Kubernetes and cost management - what do you need to know?

By Javier Martinez, DevOps Content Engineer, Sysdig.

  • Tuesday, 4th April 2023 Posted 1 year ago in by Phil Alsop

Containerisation has become increasingly popular for software deployment. With Docker containers now more than a decade old, and Gartner predicting that 90% of global organizations will be running containerized applications in production by 2026, running containers is now firmly mainstream. The firm also estimates that 20% of enterprise applications will run in containers by 2026. However, for an approach that is becoming so popular, there are still a lot of best practices teams are failing to adopt.

Because containers are designed to run independently of the hardware or cloud, they help developers to support running applications where the company wants. They also make it easier to scale an application up, as you can add more container nodes to a cluster and increase capacity. However, what is simple to describe is incredibly complex underneath. Using an orchestration tool like Kubernetes is necessary to take advantage of containers and manage them automatically.

In the rush to get all this working, there are common problems that can quickly crop up. These problems are not technical; instead, they can lead to you spending far more on your deployments than you need to.

What do containers cost to run?

When running containers, you can select the Limits and Requests that a container will have. Simply put, Limits and Requests provide a way of specifying the maximum and the guaranteed amount of a computing resource for a container, respectively. On top of these rules for each container, they can also indicate your intention for a particular process that the containers involved support. They can define the quality of service for the Pods running those containers, and how you will approach areas like eviction tier levels.

Setting these limits will make a difference to how your application performs, but it also affects how much it costs to run a set of application containers. However, according to a report the company I work for put out based on container deployments by customers, 49% of containers have no memory limits set while 59% of containers have no CPU limits set. In practice, setting CPU limits helps avoid starvation in processes or particular containers having drastic spikes of CPU consumption.

Some developers may choose to avoid setting a CPU limit as that can potentially lead to throttling. However, our analysis shows that on average, 69% of the purchased CPU was unused, suggesting that no capacity planning was in place. Similarly, containers will normally have a set amount of memory allocated to them - according to our data, 18% of memory is never used.

This is where there can be a big cost overhead compared to what you actually need. With so much capacity effectively unused, you will end up spending far more per container image than you need to. With hundreds or thousands of container images deployed, the additional cost per container can rapidly mount up.

Alongside the issue for individual containers, this can affect Kubernetes pods as well. If your pods are too big, you may spend extra effort debugging scheduling issues as it is harder for Kubernetes to schedule bigger Pods following your priorities.

Avoid problems around resource allocation

It’s also possible to over-spend based on how overall applications are implemented. If you don’t understand your capacity requirements, then you can easily increase your costs.

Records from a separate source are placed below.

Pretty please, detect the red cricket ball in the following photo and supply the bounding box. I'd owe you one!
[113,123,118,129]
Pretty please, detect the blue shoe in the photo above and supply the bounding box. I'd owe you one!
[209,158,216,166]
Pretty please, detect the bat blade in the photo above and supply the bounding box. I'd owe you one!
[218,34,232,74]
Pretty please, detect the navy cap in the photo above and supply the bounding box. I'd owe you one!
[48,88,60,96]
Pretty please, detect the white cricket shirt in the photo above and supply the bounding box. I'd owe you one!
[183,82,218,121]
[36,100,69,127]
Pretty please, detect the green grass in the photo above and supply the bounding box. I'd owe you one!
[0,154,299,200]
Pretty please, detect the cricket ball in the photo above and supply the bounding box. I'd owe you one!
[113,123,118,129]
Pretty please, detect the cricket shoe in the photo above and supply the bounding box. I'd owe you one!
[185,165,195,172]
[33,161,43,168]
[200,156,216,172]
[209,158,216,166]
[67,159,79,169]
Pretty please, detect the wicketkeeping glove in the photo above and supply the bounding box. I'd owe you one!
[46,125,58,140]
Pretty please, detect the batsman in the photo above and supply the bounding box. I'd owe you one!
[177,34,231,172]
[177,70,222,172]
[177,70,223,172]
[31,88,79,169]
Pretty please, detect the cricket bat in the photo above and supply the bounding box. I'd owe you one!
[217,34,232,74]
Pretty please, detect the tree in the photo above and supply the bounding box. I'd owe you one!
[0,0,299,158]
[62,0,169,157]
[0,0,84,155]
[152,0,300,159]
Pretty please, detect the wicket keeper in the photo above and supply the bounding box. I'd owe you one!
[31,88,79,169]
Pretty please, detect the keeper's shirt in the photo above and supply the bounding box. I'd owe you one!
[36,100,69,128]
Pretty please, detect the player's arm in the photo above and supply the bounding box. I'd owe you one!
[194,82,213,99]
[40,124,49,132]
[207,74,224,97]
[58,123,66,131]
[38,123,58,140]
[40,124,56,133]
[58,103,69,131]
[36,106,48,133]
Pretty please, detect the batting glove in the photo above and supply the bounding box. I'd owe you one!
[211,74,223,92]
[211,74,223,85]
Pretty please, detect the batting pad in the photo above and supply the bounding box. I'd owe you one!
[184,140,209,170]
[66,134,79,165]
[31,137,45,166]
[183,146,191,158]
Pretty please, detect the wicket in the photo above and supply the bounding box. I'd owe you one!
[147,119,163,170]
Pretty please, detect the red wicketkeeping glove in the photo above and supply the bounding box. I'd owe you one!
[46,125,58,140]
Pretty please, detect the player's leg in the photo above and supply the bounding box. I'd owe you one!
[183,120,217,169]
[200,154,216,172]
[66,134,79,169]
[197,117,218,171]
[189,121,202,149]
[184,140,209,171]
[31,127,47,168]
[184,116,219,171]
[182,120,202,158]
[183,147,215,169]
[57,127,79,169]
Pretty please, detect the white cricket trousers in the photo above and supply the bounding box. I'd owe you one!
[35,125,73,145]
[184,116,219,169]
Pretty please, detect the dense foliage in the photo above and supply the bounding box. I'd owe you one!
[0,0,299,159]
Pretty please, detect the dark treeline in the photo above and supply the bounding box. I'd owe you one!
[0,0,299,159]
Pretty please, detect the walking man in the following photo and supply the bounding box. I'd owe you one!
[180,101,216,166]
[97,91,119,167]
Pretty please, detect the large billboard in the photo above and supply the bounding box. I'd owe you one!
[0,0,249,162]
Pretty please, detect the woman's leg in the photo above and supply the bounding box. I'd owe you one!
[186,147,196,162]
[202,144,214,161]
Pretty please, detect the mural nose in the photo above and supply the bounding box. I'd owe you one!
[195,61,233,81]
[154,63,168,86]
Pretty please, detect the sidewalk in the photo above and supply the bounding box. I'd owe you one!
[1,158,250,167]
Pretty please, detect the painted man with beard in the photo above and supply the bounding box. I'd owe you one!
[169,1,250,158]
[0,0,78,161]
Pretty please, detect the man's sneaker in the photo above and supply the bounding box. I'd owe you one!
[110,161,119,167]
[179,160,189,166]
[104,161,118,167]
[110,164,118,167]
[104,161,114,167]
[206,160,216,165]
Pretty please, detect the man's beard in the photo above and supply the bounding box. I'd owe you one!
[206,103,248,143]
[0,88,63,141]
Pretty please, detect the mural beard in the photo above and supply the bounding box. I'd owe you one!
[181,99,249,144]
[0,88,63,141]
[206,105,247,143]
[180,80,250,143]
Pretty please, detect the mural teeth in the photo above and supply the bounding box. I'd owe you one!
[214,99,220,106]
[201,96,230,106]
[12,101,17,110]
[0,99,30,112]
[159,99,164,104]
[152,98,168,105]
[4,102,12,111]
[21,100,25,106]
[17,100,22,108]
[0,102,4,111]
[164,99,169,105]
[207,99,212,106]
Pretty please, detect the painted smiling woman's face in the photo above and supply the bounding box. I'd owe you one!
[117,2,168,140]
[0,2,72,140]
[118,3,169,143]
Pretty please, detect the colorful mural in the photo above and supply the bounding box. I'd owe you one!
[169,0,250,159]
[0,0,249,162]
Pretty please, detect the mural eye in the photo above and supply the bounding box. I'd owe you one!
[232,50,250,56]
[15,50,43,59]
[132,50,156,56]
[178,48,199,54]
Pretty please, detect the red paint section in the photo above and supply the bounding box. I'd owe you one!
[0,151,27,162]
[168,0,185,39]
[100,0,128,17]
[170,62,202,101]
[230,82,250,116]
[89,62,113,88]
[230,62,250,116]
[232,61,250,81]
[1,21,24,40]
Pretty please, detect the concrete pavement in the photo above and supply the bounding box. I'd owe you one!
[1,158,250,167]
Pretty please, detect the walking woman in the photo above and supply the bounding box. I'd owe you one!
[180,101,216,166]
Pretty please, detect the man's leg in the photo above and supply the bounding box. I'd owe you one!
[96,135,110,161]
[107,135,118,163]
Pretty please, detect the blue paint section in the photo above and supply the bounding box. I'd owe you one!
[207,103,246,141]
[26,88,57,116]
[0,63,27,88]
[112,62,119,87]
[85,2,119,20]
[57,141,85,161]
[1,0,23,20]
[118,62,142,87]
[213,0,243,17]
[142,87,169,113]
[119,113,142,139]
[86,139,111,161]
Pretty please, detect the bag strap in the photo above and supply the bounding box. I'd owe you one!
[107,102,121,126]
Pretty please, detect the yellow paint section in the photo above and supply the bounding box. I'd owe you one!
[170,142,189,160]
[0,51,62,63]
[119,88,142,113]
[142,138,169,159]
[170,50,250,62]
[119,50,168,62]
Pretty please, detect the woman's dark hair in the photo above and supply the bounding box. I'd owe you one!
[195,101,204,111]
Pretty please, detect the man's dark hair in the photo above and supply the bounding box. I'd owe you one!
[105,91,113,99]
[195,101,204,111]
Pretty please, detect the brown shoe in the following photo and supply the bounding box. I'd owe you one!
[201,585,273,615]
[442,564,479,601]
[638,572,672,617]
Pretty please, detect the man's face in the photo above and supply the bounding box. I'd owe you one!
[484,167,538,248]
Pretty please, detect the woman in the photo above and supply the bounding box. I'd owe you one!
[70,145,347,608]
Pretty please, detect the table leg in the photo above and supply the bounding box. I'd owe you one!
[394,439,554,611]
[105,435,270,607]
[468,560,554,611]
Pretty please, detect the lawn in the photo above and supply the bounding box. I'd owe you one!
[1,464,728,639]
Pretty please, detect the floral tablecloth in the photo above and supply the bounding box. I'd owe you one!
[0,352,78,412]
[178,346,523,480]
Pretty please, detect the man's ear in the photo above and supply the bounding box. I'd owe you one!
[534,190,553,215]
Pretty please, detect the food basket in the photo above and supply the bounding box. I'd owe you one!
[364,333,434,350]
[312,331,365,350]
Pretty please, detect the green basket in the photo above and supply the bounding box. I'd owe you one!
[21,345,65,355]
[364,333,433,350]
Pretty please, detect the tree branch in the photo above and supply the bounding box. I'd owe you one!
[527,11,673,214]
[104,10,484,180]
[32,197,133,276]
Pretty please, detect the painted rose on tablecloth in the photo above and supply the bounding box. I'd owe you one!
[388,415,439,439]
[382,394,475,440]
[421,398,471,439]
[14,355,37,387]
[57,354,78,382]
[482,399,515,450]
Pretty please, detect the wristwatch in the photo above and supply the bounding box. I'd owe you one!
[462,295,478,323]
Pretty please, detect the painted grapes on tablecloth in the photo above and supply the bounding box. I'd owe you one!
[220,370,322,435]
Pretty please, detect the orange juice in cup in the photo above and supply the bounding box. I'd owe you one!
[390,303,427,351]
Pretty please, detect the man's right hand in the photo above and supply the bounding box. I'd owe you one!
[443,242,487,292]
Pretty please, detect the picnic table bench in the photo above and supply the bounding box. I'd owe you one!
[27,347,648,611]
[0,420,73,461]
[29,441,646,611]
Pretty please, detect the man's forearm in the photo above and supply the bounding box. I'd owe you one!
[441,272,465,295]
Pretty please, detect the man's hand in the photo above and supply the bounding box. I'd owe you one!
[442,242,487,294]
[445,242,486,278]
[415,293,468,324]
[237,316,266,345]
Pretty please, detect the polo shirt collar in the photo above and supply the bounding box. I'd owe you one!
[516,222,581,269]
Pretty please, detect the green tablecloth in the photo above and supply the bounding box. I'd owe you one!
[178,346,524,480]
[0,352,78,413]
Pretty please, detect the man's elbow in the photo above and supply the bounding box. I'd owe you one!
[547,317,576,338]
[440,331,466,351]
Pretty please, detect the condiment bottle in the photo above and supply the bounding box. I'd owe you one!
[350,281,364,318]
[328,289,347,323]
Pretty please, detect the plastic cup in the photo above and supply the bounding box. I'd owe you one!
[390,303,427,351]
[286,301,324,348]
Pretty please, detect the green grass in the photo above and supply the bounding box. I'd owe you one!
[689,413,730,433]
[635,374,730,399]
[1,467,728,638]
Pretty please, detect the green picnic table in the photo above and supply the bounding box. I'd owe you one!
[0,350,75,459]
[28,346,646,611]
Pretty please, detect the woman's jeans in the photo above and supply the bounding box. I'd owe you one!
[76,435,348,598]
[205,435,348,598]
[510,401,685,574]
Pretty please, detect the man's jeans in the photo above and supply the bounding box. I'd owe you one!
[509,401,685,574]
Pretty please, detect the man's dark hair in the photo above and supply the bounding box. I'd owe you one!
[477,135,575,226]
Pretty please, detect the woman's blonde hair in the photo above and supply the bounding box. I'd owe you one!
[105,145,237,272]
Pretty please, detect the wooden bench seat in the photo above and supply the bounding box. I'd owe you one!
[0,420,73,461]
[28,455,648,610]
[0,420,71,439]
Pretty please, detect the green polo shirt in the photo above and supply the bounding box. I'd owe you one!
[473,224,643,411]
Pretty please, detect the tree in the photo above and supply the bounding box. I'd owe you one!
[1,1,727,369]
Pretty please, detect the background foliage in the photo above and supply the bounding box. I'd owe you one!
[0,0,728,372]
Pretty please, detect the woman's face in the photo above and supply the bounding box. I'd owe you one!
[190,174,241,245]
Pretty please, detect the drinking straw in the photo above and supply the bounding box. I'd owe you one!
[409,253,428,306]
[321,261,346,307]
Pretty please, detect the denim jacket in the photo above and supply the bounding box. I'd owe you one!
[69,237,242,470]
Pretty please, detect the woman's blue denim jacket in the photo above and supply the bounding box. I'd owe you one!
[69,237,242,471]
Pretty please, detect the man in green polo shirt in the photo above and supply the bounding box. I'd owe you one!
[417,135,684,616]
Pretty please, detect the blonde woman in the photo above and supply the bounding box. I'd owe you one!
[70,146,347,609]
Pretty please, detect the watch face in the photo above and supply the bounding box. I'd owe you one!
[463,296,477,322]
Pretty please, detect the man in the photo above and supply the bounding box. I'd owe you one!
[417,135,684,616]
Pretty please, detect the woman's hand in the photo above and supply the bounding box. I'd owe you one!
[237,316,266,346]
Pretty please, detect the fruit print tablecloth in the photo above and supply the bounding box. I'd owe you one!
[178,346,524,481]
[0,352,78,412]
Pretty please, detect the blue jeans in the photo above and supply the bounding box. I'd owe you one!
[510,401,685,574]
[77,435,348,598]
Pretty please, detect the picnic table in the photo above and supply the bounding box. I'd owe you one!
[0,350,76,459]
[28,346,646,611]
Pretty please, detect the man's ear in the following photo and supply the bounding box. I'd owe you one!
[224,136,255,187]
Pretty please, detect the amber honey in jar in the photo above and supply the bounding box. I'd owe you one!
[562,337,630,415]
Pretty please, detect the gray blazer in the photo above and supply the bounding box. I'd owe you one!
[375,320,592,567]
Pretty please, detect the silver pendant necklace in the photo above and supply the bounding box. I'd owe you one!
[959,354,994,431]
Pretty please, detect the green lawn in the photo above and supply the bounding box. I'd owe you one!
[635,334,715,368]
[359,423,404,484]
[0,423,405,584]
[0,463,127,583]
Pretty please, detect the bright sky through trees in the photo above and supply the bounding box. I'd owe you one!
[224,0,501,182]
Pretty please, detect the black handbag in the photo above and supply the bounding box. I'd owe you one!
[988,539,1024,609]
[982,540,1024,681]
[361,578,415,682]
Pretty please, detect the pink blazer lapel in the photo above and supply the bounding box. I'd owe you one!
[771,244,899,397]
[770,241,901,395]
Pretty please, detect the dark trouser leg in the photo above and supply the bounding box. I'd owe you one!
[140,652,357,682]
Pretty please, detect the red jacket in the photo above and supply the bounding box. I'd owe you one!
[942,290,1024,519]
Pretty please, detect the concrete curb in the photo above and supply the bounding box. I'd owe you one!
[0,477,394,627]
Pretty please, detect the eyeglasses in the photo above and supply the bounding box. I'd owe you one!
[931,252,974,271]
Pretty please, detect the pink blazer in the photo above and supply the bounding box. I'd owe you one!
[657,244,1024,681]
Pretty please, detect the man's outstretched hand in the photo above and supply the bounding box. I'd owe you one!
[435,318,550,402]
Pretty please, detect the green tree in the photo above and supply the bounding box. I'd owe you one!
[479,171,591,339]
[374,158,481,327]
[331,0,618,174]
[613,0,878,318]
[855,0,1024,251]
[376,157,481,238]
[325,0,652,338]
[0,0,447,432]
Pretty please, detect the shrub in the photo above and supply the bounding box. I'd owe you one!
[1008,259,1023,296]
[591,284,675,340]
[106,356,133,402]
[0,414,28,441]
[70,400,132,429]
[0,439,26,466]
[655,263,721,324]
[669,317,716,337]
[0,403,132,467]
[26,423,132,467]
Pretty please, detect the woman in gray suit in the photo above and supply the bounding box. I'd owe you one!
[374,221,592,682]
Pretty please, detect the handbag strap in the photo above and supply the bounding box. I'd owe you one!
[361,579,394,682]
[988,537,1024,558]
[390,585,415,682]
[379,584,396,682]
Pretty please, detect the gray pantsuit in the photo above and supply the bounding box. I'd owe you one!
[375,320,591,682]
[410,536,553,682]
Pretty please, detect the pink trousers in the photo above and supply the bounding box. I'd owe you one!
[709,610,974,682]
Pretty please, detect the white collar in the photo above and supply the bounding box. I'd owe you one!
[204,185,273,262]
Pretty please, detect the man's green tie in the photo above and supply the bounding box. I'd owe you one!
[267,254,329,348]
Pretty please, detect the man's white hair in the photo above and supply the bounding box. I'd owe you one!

However, it’s also possible to allocate resources just to avoid becoming saturated, which can lead to astronomical costs when the approach is wrong.

Why does this occur? One reason is the urge to scale the application quickly. This leads to more container images being created in response to demand, when actually they are not needed. Similarly, teams may not have monitoring or observability solutions in place for their applications, which can make it harder to see resource consumption compared to allocations. Another problem in this area is how to scale across multiple tenants, where it can be harder to know what number of container images are in place across each tenant compared to the number actually required.

Solving problems around container resources

In order to mitigate all these potential cost areas, working on your capacity planning skills is essential. Working on this can provide a very quick return on investment through reducing the costs for each container that you request and for your overall application infrastructure capacity. Looking at Limits and Requests can be useful to restrict usage, but it can be cumbersome as these tools can lead to Pod eviction or over-commitment. Alongside this, limitranges can be a useful tool to automatically assign a value range for limits and requests for all containers within a namespace. By allocating an average that is between 85 percent and 115 percent of your typical usage, you can set up your containers so they are at the right level for both resource and cost.

In order to make your life easier, you can automate scaling for your applications. This includes vertical autoscaling, so you can increase the resource size on demand, and horizontal autoscaling where you can increase or decrease the amount of Pods based on utilization. As an example, Kubernetes HorizontalPodAutoscaler (HPA) can dynamically adapt your deployment to what your application currently needs based on detailed performance information, aggregated using Kubernetes metadata across deployments, services and pods.

Lastly, if you want to run across multiple locations and providers with a multi-tenant approach, you will have to adapt your approach. For instance, you may then come across the problem that some of your projects are more demanding than others in terms of resources. Assigning the same resources across all your tenants might eventually cause overspending on one tenant compared to another that actually needs that level of resources. To manage this, ResourceQuotas can provide a simple way to set a maximum total amount of a resource to be consumed for all processes in a namespace.

Once you have looked at these approaches, you can then check the impact of the changes that you have made on your infrastructure and your applications, as well as on the cost that you incur to run those systems. Comparing your current CPU usage against the values from one week before can help you assess the impact of your optimizations, and check that you are getting the right balance of work completed against your spend.

With so much demand for containerised applications, developers and IT operations staff alike have to learn how to get the most out of this approach to running these applications in practice. Looking at capacity levels and how to improve performance is not just a case of adding more and more resources. Instead, checking on what your applications actually need can make your approach more efficient and more cost effective over time.